Prometheus exporter for custom eBPF metrics

v2.4.1

3 weeks ago
  • Disabled cache for tracing labels, which was causing a memory leak (#363)
  • Enabled pprof support (#364)
  • Added errno decoder (#378)
  • Added padding to label decoder to skip struct holes (#376)
  • Added ext4dist example (#365)
  • Added xfsdist example (#368)
  • Fixed biolatency example (#373, #374, #375)
  • Rewrote sock-trace and simplified example with socket cookies (#381)
  • Split cachestat into pre and post kernel 5.16 (#372)
  • Fixed tracing screenshot path in the README (#379)
  • Added a helper to extract tracing propagation args (#358)
  • Added probing for /usr/share/hwdata/pci.ids for RedHat/Fedora/CentOS (#380)
  • Added sd_notify support when running under systemd (#382)
  • Bumped dependencies to latest (#359, #360, #361, #366, #367)

v2.4.0

2 months ago

This is a big release that comes with a major new feature: Distributed Tracing via OpenTelemetry (#297).

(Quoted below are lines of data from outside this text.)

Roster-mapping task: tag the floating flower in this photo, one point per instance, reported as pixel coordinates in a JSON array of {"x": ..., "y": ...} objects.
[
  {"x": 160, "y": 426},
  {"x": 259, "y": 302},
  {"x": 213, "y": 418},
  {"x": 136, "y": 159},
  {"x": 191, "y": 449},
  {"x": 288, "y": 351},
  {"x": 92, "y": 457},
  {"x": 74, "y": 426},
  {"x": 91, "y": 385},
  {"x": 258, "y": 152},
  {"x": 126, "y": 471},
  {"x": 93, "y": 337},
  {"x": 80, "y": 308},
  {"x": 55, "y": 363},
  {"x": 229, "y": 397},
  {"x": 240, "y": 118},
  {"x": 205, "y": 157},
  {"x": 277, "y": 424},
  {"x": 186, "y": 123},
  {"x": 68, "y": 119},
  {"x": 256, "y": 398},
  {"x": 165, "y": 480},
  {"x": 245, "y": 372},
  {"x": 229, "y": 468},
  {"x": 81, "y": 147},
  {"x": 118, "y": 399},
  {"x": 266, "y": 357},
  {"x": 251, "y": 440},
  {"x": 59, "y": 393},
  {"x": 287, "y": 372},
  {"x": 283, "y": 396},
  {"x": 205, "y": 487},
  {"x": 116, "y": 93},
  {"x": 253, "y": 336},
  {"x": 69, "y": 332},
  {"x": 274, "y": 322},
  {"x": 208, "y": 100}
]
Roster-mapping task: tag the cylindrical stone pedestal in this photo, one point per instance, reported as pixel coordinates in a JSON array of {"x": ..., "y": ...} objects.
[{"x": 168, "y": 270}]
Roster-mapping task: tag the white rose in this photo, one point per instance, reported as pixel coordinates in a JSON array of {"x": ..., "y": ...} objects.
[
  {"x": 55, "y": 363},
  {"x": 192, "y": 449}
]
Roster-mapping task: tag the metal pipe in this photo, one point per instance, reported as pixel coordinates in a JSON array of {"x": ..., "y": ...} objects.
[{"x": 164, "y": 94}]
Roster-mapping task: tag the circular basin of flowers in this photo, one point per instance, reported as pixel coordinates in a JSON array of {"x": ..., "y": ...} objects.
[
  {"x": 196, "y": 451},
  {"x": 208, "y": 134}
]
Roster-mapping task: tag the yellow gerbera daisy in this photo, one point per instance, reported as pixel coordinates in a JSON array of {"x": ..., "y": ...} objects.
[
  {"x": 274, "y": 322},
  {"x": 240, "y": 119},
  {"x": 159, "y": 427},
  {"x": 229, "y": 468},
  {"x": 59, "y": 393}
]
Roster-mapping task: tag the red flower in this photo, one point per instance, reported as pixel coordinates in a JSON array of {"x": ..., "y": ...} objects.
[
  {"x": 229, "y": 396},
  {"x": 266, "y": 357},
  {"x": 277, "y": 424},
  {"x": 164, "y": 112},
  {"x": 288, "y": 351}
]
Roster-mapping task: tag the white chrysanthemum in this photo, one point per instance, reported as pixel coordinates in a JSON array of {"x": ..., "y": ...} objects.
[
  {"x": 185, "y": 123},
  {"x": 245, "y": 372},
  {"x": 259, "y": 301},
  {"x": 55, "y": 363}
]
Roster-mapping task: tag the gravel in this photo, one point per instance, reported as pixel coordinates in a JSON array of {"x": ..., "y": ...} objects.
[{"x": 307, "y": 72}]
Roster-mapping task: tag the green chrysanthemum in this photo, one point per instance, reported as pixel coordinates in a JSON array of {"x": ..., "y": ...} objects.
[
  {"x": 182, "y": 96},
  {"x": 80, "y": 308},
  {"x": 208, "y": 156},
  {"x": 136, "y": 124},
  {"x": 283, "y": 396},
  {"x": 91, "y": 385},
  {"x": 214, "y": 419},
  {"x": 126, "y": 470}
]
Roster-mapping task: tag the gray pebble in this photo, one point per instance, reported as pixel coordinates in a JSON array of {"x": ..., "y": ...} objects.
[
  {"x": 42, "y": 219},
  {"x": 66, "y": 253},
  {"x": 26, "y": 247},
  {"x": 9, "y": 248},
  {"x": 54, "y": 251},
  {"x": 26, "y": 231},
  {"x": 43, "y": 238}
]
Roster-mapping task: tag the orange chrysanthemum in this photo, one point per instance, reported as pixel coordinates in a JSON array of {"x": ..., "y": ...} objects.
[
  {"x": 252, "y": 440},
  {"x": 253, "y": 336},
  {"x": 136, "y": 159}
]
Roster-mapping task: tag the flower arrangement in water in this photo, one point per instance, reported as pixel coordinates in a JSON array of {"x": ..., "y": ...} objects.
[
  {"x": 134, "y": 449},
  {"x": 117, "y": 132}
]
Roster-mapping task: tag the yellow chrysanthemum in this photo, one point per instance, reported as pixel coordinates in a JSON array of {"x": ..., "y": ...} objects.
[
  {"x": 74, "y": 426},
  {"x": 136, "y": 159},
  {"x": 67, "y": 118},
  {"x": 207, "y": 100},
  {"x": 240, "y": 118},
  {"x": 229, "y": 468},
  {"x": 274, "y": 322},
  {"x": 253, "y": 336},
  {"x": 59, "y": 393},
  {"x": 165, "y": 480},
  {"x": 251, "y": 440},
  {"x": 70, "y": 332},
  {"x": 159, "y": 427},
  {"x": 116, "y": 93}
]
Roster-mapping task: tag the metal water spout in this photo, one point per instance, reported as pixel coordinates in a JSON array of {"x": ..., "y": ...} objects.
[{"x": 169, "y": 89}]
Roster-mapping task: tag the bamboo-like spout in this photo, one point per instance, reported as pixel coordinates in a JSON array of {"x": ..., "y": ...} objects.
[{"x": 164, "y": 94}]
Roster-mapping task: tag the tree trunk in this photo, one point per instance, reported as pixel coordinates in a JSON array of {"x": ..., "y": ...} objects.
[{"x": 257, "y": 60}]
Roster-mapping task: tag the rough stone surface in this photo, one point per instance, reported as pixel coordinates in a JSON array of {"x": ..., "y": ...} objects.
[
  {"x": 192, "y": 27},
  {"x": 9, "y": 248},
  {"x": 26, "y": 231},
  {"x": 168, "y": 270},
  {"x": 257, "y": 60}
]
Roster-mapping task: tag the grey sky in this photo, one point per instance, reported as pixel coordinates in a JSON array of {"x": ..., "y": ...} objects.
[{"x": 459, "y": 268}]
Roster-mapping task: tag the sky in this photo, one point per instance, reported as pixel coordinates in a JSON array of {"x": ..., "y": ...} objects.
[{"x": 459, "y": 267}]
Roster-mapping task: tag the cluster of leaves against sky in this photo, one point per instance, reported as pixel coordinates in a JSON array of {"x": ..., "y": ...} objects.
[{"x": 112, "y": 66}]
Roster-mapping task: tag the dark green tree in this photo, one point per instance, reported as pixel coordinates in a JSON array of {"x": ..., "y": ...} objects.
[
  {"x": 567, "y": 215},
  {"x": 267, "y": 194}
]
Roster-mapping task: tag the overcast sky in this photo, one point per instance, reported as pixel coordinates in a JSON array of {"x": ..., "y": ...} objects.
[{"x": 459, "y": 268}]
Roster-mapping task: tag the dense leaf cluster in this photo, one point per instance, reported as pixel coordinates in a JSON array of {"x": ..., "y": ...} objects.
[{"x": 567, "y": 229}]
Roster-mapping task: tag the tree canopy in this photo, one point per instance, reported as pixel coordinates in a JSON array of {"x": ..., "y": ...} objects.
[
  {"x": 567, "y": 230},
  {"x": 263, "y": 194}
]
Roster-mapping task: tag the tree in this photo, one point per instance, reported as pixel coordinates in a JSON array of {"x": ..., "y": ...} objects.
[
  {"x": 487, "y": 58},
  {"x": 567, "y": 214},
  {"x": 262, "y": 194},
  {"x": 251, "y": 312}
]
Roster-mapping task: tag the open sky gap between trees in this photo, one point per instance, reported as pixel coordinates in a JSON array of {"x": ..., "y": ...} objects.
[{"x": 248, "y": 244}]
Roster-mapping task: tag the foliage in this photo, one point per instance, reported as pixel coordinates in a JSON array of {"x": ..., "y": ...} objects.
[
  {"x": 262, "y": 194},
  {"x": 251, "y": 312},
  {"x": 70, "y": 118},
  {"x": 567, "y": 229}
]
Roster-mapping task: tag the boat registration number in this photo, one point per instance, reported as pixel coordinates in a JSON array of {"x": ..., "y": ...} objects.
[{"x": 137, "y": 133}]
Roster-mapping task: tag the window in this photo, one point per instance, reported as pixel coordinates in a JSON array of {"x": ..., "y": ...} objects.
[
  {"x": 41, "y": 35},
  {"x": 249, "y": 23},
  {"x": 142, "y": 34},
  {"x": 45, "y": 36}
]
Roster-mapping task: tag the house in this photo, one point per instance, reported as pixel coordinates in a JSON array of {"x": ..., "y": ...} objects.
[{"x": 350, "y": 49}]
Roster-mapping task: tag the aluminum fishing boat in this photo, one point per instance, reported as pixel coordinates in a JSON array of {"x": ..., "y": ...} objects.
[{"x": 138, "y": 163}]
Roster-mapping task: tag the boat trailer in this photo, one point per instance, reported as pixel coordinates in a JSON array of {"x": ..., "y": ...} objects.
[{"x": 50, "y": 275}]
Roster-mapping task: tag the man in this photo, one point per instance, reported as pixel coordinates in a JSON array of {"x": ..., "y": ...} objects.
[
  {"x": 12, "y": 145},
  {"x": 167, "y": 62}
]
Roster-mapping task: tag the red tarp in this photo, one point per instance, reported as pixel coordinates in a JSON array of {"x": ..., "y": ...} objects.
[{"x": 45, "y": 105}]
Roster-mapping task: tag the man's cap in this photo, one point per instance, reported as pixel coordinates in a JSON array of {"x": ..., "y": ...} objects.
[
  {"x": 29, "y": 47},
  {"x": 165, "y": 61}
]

You can find the full documentation in ./tracing.

As a quick demo, you could run a demo locally with a provided Docker image:

  1. Run Jaeger all-in-one to provide an OpenTelemetry sink and UI:
docker run --rm -it --net host jaegertracing/all-in-one:1.54.0
  1. Open Jaeger UI: http://localhost:16686/.

  2. Build tracing demos from the root of the repo:

make tracing-demos
  1. Run ebpf_exporter with a sock-trace example from the root of the repo:
docker run --rm -it --privileged --net host -e OTEL_EXPORTER_OTLP_ENDPOINT=http://localhost:4318 -v $(pwd)/tracing:/tracing ghcr.io/cloudflare/ebpf_exporter:v2.4.0 --config.dir=examples --config.names=sock-trace
  1. Run the demo:
./tracing/demos/sock/demo
  1. Refresh the Jaeger UI and select demo as the service, click "Find Traces".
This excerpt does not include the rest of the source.